The researchers used a combination of antidepressant medication along with a pain management class.  They used what is called Stepped Care, consisting of 12 weeks of optimized antidepressant therapy (step 1) followed by a 12-week pain management program (step 2), and a 6-month continuation phase that reinforced learning (step 3).

The study consisted of 250 individuals who had low back, hip or knee pain for 3 months or longer and were diagnosed with depression. The researchers split them into two groups. The control group, consisting of 127 patients, received usual care from their physician for both depression and pain.

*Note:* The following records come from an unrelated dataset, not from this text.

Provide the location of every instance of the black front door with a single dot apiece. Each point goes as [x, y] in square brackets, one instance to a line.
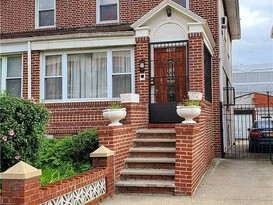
[168, 82]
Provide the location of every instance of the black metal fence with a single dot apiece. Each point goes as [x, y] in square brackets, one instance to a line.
[247, 127]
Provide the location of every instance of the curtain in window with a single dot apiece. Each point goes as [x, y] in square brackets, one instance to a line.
[14, 74]
[53, 77]
[121, 73]
[87, 76]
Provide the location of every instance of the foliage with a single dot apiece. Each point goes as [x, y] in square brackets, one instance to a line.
[116, 105]
[22, 126]
[190, 103]
[66, 157]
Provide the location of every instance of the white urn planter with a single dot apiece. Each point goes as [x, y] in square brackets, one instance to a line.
[188, 113]
[114, 115]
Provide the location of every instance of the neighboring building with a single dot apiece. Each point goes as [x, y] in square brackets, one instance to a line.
[253, 78]
[79, 56]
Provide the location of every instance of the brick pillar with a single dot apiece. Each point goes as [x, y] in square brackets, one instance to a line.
[103, 158]
[20, 185]
[142, 53]
[186, 135]
[196, 62]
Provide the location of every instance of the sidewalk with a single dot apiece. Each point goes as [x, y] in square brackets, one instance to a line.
[227, 182]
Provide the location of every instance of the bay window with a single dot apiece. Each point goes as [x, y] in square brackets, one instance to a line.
[87, 76]
[11, 75]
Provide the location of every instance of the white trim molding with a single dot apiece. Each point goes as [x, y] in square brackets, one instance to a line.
[175, 27]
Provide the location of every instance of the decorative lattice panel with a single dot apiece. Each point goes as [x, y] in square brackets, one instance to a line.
[80, 196]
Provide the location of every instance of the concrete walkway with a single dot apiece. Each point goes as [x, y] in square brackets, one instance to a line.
[227, 182]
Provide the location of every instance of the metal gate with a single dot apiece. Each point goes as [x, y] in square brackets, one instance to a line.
[247, 127]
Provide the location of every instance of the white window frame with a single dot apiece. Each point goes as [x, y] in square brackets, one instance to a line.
[5, 72]
[64, 75]
[98, 13]
[37, 11]
[187, 4]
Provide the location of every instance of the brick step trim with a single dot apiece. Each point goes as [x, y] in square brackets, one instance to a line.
[156, 131]
[153, 149]
[148, 172]
[146, 183]
[154, 140]
[150, 160]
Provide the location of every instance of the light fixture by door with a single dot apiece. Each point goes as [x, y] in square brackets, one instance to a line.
[169, 11]
[141, 66]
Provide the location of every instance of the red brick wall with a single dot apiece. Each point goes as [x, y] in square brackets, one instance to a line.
[142, 53]
[19, 16]
[119, 138]
[29, 192]
[208, 9]
[194, 151]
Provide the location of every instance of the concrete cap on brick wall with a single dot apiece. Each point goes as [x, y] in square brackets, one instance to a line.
[21, 170]
[102, 152]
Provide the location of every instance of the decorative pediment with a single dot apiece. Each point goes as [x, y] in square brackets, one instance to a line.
[170, 21]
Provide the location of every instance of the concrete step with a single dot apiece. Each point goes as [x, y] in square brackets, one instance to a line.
[149, 160]
[145, 183]
[148, 174]
[153, 142]
[157, 133]
[150, 163]
[153, 149]
[161, 172]
[146, 186]
[151, 152]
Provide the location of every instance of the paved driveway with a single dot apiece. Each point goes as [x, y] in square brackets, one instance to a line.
[227, 182]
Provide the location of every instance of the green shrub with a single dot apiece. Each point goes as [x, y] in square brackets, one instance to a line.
[22, 126]
[83, 144]
[66, 157]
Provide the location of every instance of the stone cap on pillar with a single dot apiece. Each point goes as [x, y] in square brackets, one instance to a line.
[102, 151]
[21, 170]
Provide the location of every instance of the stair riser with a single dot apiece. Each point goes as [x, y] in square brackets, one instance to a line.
[150, 165]
[156, 135]
[152, 154]
[147, 177]
[154, 144]
[146, 190]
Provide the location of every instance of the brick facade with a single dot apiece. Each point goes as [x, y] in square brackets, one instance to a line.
[29, 192]
[196, 145]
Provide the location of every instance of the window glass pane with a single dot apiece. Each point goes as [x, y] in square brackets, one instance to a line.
[121, 62]
[87, 75]
[108, 12]
[14, 67]
[53, 88]
[253, 77]
[46, 4]
[46, 18]
[53, 66]
[108, 2]
[121, 84]
[266, 76]
[14, 87]
[1, 80]
[241, 78]
[181, 2]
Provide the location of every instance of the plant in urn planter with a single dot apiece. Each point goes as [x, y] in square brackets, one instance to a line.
[114, 113]
[190, 109]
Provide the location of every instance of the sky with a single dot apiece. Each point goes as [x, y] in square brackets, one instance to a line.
[255, 45]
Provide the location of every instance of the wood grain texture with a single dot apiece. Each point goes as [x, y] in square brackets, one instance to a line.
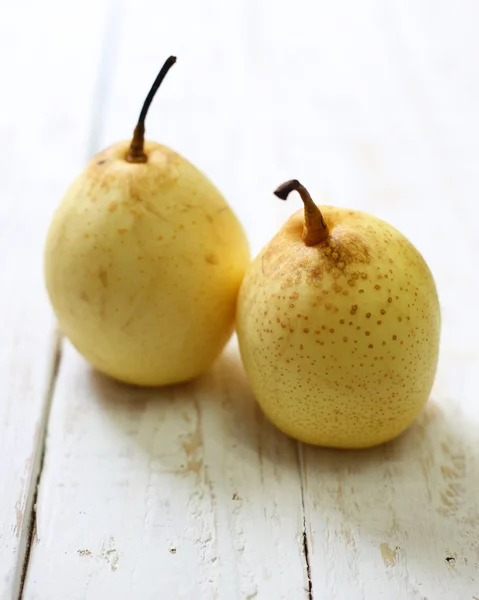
[187, 492]
[402, 521]
[44, 108]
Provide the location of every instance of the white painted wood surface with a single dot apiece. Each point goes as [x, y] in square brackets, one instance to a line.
[48, 82]
[188, 492]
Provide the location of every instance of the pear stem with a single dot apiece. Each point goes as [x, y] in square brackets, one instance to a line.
[315, 229]
[136, 154]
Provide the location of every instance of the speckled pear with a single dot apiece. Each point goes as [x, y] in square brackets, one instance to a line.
[338, 323]
[143, 263]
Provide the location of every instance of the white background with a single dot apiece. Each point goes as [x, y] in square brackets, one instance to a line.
[188, 492]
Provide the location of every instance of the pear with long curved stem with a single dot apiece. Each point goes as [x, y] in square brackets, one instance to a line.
[338, 323]
[143, 262]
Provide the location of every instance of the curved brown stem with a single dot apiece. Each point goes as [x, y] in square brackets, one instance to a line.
[315, 229]
[136, 154]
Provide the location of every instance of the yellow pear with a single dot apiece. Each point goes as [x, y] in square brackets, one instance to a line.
[143, 262]
[338, 324]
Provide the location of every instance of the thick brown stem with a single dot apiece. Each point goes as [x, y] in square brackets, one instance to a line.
[136, 153]
[315, 229]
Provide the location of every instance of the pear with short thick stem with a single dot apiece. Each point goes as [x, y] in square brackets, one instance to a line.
[338, 324]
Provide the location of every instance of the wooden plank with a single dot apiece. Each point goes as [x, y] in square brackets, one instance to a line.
[390, 111]
[184, 492]
[48, 74]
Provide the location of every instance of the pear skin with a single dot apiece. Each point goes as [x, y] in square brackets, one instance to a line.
[338, 325]
[143, 262]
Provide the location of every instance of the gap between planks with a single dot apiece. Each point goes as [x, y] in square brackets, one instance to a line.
[100, 93]
[24, 554]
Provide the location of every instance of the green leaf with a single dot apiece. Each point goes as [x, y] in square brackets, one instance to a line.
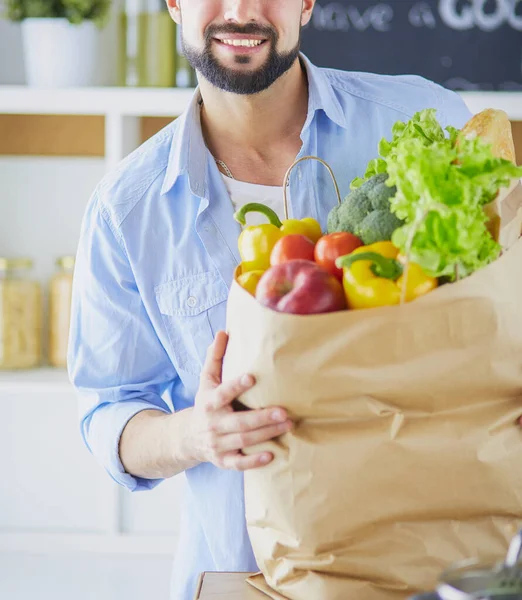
[442, 188]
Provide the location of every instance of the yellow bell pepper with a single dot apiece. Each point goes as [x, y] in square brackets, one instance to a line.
[373, 276]
[257, 241]
[249, 281]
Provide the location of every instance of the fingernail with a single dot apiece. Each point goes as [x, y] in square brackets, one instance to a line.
[247, 380]
[278, 415]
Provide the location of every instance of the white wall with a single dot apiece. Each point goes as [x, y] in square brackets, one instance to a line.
[11, 56]
[11, 52]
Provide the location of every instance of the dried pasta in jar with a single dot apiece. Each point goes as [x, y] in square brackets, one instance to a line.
[20, 316]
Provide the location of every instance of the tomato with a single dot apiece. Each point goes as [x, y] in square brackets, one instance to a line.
[291, 247]
[333, 245]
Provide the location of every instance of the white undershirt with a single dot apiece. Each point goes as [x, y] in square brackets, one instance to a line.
[242, 193]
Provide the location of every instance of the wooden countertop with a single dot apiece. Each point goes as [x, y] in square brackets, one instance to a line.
[226, 586]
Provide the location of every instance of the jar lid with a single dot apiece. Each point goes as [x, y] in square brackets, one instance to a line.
[10, 264]
[66, 262]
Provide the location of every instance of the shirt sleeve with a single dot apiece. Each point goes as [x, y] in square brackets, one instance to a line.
[116, 362]
[453, 109]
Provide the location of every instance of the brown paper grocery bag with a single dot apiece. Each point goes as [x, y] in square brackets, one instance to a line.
[406, 455]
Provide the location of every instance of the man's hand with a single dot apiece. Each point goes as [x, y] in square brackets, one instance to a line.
[217, 433]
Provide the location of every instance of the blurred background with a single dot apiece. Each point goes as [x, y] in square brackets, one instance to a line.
[82, 83]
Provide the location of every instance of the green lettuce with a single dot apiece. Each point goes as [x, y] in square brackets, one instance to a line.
[442, 187]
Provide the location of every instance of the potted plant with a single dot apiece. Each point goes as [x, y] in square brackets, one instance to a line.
[60, 39]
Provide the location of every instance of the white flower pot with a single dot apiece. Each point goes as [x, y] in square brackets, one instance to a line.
[59, 54]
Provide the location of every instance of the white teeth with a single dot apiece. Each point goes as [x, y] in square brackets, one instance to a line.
[248, 43]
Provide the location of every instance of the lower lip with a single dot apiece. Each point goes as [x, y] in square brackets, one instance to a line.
[241, 49]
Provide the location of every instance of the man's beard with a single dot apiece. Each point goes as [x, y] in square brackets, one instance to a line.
[241, 82]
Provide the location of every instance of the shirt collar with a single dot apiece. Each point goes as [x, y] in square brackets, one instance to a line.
[188, 153]
[321, 95]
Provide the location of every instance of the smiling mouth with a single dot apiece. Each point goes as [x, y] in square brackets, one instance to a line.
[244, 43]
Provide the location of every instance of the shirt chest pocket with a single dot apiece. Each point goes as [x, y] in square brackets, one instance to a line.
[192, 309]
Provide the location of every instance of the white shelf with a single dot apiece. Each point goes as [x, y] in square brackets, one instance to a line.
[164, 102]
[132, 102]
[510, 102]
[55, 543]
[34, 381]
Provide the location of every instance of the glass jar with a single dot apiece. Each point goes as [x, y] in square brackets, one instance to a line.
[60, 293]
[20, 315]
[147, 44]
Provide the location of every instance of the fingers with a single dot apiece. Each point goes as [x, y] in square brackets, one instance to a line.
[212, 368]
[238, 441]
[247, 421]
[240, 462]
[229, 391]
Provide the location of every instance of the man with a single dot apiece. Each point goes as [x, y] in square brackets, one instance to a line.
[159, 246]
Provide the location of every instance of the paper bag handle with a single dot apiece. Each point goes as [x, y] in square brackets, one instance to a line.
[287, 175]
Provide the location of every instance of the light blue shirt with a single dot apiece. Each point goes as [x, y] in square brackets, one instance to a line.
[156, 256]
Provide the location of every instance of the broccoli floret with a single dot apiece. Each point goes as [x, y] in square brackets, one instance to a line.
[374, 181]
[380, 194]
[378, 226]
[351, 212]
[366, 213]
[332, 224]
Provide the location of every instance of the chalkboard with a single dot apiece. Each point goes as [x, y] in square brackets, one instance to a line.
[461, 44]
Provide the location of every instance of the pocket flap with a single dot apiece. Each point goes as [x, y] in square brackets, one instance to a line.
[190, 296]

The other group of 123 received both the careful monitoring of the antidepressant medications prescribed, plus the 12-week pain self-management class. The patients in the self-management class learned muscle relaxation and deep breathing strategies, as well as pain coping skills such as distraction techniques. They also learned how to cope with pain fears and other negative emotions.

Here are the exciting results. Self-management pain classes, along with optimized antidepressant treatment, resulted in significant reduction in both depression and pain. Patients in this group also reported less disability.

A few key components were very helpful in getting these positive results:

1. The antidepressant medication was closely monitored and adjusted.

Too often physicians prescribe antidepressant medication and tell the patient to call if they are not feeling better. Many patients, if they are not feeling better, just stop taking the medication and do not call. Research has shown that many people with depression do not feel better on the first medication they try. In fact, during this study, of the 100 intervention patients whose antidepressant status was known at 12 months, 43% had switched to a different antidepressant or combination medication.

2. Pain management class started around the time the antidepressant medication was beginning to show results.

Many times when a patient with pain enters a pain management class her/his depression has not been adequately addressed. It is very difficult to be motivated to apply many of the pain management strategies if one is still significantly depressed. By reducing the depression, patients find the self-care strategies more effective.

3. Follow-up care was emphasized.

It is important not to assume patients will continue to utilize self-care strategies after treatment is finished. It is also important to continue to monitor the depression. Many patients may need adjustments to medication even months later.

*Kurt Kroenke, MD; Matthew J. Bair, MD, MS; Teresa M. Damush, PhD; Jingwei Wu, MS; Shawn Hoke, BA; Jason Sutherland, PhD; Wanzhu Tu, PhD.  Optimized Antidepressant Therapy and Pain Self-management in Primary Care Patients With Depression and Musculoskeletal Pain.  JAMA. 2009;301(20):2099-2110.